Prof. Maciej Masłyk, dyrektor Instytutu Nauk Biologicznych KUL, wyjaśnia, że wszystko zaczęło się od tego, że Szkoła Doktorska KUL otrzymała grant z Programu STER NAWA, którego celem jest m.in. wsparcie umiędzynarodowienia szkół doktorskich oraz pieniądze z programu IDUB przeznaczone dla szkół wyższych starających o status uczelni badawczej.
– W ramach tych środków planowane były między innymi zagraniczne wyjazdy stażowe, więc wpadliśmy na pomysł, żeby z naszej jednostki wystawić reprezentanta do stażu w MD Anderson – mówi prof. Masłyk.
Doktorant z KUL będzie się tam uczył najnowocześniejszych technik badawczych związanych z poszukiwaniem i rozwijaniem nowych leków przeciwnowotworowych. Badania będą prowadzone na modelach zwierzęcych, przede wszystkim myszach.
– Naszym zadaniem będzie wywołanie nowotworu, a następnie podanie leku i sprawdzenie efektów jego działania.

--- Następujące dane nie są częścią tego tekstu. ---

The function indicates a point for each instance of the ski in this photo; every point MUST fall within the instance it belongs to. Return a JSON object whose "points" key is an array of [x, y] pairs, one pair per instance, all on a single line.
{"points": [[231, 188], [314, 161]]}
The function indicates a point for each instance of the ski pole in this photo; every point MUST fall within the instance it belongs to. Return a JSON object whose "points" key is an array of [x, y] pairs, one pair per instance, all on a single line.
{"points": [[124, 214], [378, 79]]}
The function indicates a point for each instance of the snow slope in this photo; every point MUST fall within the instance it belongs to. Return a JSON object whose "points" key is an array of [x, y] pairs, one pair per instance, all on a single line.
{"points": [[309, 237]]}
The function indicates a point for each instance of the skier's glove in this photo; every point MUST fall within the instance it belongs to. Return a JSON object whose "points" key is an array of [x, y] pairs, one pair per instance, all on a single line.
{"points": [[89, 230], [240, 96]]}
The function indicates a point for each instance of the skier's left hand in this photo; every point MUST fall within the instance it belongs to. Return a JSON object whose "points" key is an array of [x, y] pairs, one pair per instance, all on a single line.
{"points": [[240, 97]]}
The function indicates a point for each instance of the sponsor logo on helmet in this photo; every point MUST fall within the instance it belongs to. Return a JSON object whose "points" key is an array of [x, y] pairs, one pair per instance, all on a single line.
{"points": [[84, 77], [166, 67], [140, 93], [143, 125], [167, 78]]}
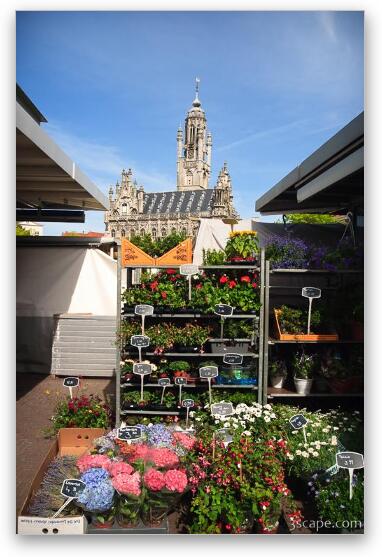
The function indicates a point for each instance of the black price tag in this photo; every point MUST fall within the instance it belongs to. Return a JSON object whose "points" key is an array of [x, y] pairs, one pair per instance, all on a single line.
{"points": [[311, 292], [298, 421], [349, 460], [232, 358], [224, 310], [224, 435], [72, 488], [129, 433], [142, 369], [71, 382], [144, 309], [222, 408], [207, 372], [140, 341], [189, 270]]}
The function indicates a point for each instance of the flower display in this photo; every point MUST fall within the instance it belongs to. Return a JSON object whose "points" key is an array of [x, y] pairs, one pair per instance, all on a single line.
{"points": [[93, 461], [127, 484], [154, 479], [163, 457], [120, 467], [175, 480]]}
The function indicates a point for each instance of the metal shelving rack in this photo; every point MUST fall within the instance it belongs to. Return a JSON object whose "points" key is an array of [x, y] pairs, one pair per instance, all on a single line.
{"points": [[257, 356], [270, 392]]}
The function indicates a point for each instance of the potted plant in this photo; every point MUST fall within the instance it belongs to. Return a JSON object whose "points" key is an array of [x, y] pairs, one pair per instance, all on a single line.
{"points": [[242, 247], [303, 368], [277, 373]]}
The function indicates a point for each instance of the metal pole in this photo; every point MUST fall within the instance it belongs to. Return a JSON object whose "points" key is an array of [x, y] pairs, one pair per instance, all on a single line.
{"points": [[266, 334], [119, 341]]}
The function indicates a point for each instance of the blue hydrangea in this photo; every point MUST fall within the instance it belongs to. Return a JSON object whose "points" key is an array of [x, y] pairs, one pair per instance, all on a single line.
{"points": [[159, 435], [98, 497], [94, 476]]}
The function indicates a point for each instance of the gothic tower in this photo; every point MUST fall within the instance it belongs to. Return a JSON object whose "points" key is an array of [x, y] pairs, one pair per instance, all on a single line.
{"points": [[194, 149]]}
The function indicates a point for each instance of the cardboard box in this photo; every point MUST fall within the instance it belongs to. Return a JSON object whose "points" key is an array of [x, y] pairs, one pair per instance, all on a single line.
{"points": [[70, 441]]}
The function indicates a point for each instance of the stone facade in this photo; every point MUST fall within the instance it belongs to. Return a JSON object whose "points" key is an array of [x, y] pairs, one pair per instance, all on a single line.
{"points": [[133, 211]]}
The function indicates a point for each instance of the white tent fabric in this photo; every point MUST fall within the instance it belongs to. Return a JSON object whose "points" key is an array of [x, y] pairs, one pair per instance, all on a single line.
{"points": [[58, 280], [213, 234], [65, 280]]}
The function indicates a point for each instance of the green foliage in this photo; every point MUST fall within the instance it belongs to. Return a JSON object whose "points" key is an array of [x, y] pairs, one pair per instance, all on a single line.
{"points": [[295, 320], [80, 411], [277, 368], [333, 501], [214, 257], [310, 218], [21, 231], [303, 366], [242, 244]]}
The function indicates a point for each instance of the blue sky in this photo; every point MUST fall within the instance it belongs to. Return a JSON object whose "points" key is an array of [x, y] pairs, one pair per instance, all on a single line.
{"points": [[115, 86]]}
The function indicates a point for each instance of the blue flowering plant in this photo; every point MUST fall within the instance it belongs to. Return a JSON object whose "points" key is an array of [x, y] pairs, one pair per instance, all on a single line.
{"points": [[98, 497]]}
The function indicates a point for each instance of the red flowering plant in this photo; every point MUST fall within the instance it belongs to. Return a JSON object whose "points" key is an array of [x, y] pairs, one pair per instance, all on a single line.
{"points": [[233, 287], [235, 484], [165, 288], [81, 411]]}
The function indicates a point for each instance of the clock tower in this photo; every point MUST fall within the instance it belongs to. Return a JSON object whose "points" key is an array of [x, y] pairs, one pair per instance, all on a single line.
{"points": [[194, 149]]}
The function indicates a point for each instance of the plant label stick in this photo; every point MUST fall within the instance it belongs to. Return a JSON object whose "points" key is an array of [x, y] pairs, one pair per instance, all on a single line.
{"points": [[224, 310], [71, 488], [163, 382], [142, 370], [180, 381], [351, 461], [143, 310], [140, 341], [187, 403], [310, 292], [189, 270], [71, 382], [208, 372], [298, 421]]}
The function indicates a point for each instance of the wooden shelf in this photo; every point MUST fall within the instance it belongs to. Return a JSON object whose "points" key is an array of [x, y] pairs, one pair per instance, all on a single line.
{"points": [[273, 392]]}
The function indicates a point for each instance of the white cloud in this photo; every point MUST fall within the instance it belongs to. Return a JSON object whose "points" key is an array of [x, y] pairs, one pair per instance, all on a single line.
{"points": [[103, 162]]}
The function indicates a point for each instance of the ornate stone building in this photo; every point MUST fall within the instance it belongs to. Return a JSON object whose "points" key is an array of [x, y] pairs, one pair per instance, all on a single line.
{"points": [[133, 211]]}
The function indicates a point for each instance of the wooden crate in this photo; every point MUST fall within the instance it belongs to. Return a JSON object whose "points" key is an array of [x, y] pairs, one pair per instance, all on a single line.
{"points": [[70, 441]]}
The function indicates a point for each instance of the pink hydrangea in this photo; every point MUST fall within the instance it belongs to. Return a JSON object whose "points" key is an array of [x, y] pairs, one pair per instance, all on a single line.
{"points": [[175, 480], [187, 441], [120, 467], [154, 479], [140, 452], [127, 484], [93, 461], [164, 458]]}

W związku z tym, że w trakcie odbywania stażu będę jedynym biologiem w laboratorium prof. Waldemara Priebe, to przez moje ręce przechodzić będą wszystkie eksperymenty. Już teraz mam świadomość, że będzie na mnie spoczywała duża odpowiedzialność. Mam nadzieję, że doświadczenie zdobyte za oceanem zwiększy moje szanse na zdobycie przepustki do wielkiego świata nauki. To zostanie w moim CV na całe życie – tłumaczy M. Kwaśnik, który za ocean wylatuje 15 września.
Natomiast prof. Maciej Masłyk nie ma wątpliwości, że na doświadczeniu Mateusza Kwaśnika zdobytym w USA skorzysta też uczelnia.
- W Instytucie Nauk Biologicznych KUL od lat prowadzimy badania w modelu in vitro z wykorzystaniem hodowli komórkowych ludzkich linii nowotworowych, a od jakiegoś czasu również funkcjonuje u nas Centrum Badań Eksperymentalnych, gdzie prowadzimy badania na zwierzętach. To nowa jednostka w naszej strukturze, więc dobrze się złożyło, że nasz człowiek jedzie do największego ośrodka rakowego na świecie uczyć się najnowocześniejszych technik badawczych, które będziemy mogli wprowadzić u siebie – mówi prof. Masłyk.